Unfortunately, a peak behind the curtain of CARB’s miraculous savings shows a different story.  CARB guesses that trucks travel at speeds in excess of the legal limit a least 84 percent of the time they are on the road.  Anyone who has driven on California roads especially in the Los Angeles or San Francisco Bay areas knows how often traffic flows at the speed limit and trucks are limited to 55 miles per hour.


Where did CARB get the 84 percent number?  Where is the data that CARB used to calculate this fantastic number?  Those are questions the California Trucking Association posed to Board members in two separate letters. The answers equate to “we are that going to tell you”. In fact, CARB’s regulatory filings have gone as far to say that no such data exists.


We offered to provide data from some of our members (yes, data does exist), but that offer was ignored as well. Why let actual data get in the way of a bad regulation. For every 10 percent that CARB’s 84 percent estimate is off, the ‘savings’ drops $1.75 billion, so that $3 billion in savings disappears very quickly. 


A brief survey of some California Trucking Association members showed that there is a wide variance in the amount of time trucks drive at speed. Some companies reported 10 percent and others as high as 34 percent, but nothing in vicinity of 84 percent. Even if we spot them 10 points, CARB is still 40 percent above reality and that $3 billion in saving plummets $7 billion and nets a cost of $4 billion.


The trucking industry is happy to play its part in improving California’s environment. However, let’s deal with reality and not fanciful assumptions. Let’s not change a great program like SmartWay into the dumb-way.


Last session, we sponsored legislation by Assembly Member Tony Mendoza that would require CARB to share the data they use in an Economic Impact Analysis, but CARB said it would cost too much and kept their data behind the curtain. It is time for CARB to clear the air and let some sunshine onto their analyses.

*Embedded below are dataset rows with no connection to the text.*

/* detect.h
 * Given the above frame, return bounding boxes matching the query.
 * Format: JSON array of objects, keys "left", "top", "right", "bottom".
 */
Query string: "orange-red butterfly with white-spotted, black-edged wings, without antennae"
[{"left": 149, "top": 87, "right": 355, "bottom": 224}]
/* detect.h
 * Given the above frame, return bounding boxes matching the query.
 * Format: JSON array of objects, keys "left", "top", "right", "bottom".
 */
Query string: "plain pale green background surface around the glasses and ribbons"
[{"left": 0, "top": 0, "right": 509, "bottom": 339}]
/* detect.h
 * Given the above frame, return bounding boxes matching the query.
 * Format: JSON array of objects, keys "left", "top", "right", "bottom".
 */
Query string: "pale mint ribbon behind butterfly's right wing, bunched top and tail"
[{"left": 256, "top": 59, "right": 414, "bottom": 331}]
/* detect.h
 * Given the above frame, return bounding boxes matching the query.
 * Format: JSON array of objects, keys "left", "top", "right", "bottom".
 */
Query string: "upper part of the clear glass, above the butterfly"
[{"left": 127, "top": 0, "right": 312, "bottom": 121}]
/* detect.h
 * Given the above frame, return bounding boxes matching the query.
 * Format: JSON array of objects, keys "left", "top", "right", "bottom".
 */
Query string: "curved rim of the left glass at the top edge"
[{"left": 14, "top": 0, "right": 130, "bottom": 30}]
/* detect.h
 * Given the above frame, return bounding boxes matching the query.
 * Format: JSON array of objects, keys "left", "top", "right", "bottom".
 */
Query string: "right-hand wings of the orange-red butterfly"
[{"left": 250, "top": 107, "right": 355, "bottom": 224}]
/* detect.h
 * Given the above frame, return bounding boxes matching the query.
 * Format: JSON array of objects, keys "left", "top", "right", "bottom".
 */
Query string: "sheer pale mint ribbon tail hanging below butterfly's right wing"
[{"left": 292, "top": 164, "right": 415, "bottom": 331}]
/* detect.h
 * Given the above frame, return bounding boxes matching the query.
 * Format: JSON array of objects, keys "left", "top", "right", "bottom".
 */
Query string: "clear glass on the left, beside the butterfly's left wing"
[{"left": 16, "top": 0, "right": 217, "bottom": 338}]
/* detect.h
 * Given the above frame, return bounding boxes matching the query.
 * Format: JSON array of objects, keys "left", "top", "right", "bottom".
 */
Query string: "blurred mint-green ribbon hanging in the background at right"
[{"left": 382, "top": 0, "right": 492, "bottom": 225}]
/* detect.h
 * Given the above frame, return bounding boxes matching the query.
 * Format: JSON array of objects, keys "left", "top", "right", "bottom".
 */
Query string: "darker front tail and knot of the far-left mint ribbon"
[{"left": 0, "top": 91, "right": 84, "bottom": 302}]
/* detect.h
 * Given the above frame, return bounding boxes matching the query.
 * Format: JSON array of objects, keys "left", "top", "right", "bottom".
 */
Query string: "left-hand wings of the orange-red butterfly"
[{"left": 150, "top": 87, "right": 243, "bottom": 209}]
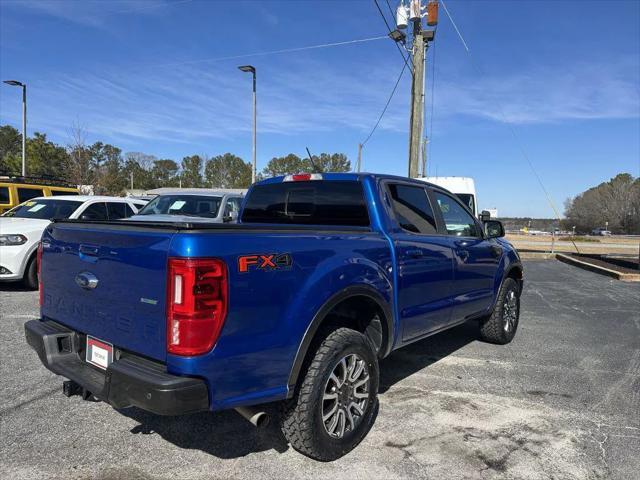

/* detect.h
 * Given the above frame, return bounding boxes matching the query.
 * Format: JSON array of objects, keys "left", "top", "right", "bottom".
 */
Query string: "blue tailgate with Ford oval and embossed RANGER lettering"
[{"left": 41, "top": 223, "right": 175, "bottom": 361}]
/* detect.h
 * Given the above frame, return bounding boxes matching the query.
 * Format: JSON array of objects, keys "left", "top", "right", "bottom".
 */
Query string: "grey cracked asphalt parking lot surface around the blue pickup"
[{"left": 0, "top": 261, "right": 640, "bottom": 480}]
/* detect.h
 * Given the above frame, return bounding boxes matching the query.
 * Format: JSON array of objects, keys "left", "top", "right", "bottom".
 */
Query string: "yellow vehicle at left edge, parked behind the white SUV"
[{"left": 0, "top": 176, "right": 78, "bottom": 214}]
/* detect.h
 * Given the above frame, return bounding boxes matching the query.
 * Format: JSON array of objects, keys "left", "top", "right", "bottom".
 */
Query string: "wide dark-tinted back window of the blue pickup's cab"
[{"left": 242, "top": 180, "right": 369, "bottom": 227}]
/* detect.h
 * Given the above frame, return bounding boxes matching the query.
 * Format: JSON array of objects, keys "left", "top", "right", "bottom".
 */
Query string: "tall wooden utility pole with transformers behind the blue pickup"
[{"left": 399, "top": 0, "right": 438, "bottom": 178}]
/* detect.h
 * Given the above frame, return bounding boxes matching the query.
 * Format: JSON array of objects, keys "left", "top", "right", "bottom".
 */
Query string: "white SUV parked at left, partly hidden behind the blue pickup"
[{"left": 0, "top": 195, "right": 146, "bottom": 289}]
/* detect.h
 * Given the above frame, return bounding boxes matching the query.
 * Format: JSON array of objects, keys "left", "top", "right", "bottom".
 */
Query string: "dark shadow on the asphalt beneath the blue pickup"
[{"left": 120, "top": 322, "right": 478, "bottom": 459}]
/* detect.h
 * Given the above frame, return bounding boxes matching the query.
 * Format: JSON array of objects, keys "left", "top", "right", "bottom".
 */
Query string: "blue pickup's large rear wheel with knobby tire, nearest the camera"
[{"left": 281, "top": 328, "right": 379, "bottom": 462}]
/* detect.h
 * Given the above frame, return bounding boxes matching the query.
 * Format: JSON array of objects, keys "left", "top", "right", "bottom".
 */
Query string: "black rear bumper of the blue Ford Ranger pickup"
[{"left": 24, "top": 320, "right": 209, "bottom": 415}]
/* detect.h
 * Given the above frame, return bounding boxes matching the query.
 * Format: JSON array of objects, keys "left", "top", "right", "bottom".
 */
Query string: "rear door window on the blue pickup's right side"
[{"left": 389, "top": 184, "right": 438, "bottom": 234}]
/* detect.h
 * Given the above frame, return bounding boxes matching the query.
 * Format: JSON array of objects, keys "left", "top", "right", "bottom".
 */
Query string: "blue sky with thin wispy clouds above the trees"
[{"left": 0, "top": 0, "right": 640, "bottom": 217}]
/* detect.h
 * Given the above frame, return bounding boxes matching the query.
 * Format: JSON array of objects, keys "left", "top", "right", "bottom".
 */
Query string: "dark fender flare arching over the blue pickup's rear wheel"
[{"left": 287, "top": 285, "right": 394, "bottom": 398}]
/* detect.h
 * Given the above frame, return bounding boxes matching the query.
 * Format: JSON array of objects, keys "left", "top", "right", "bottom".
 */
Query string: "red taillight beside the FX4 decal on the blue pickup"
[{"left": 167, "top": 258, "right": 228, "bottom": 356}]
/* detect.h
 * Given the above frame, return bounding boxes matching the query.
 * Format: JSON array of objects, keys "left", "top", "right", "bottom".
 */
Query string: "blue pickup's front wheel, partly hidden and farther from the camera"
[{"left": 480, "top": 277, "right": 520, "bottom": 345}]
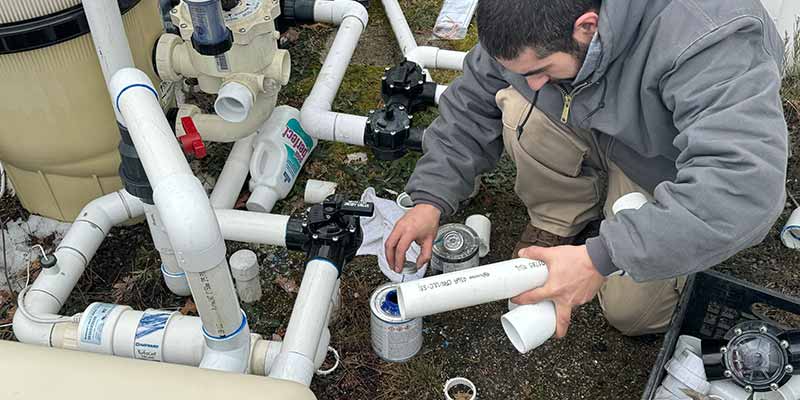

Almost every ranking or survey of state business environments puts California at or very near the bottom, so it is encouraging to hear our leaders talk about regulatory reform. However, if that is where it stops because it feels better to impose a mandate truckers than it does to honestly assess the costs and benefits of a regulation we might as well drop the charade.


Leaving aside the outcome of a regulation, Californians deserve and demand a honest assessment of the impacts and government agencies that do not play hide the ball. Transparency is the real smart way.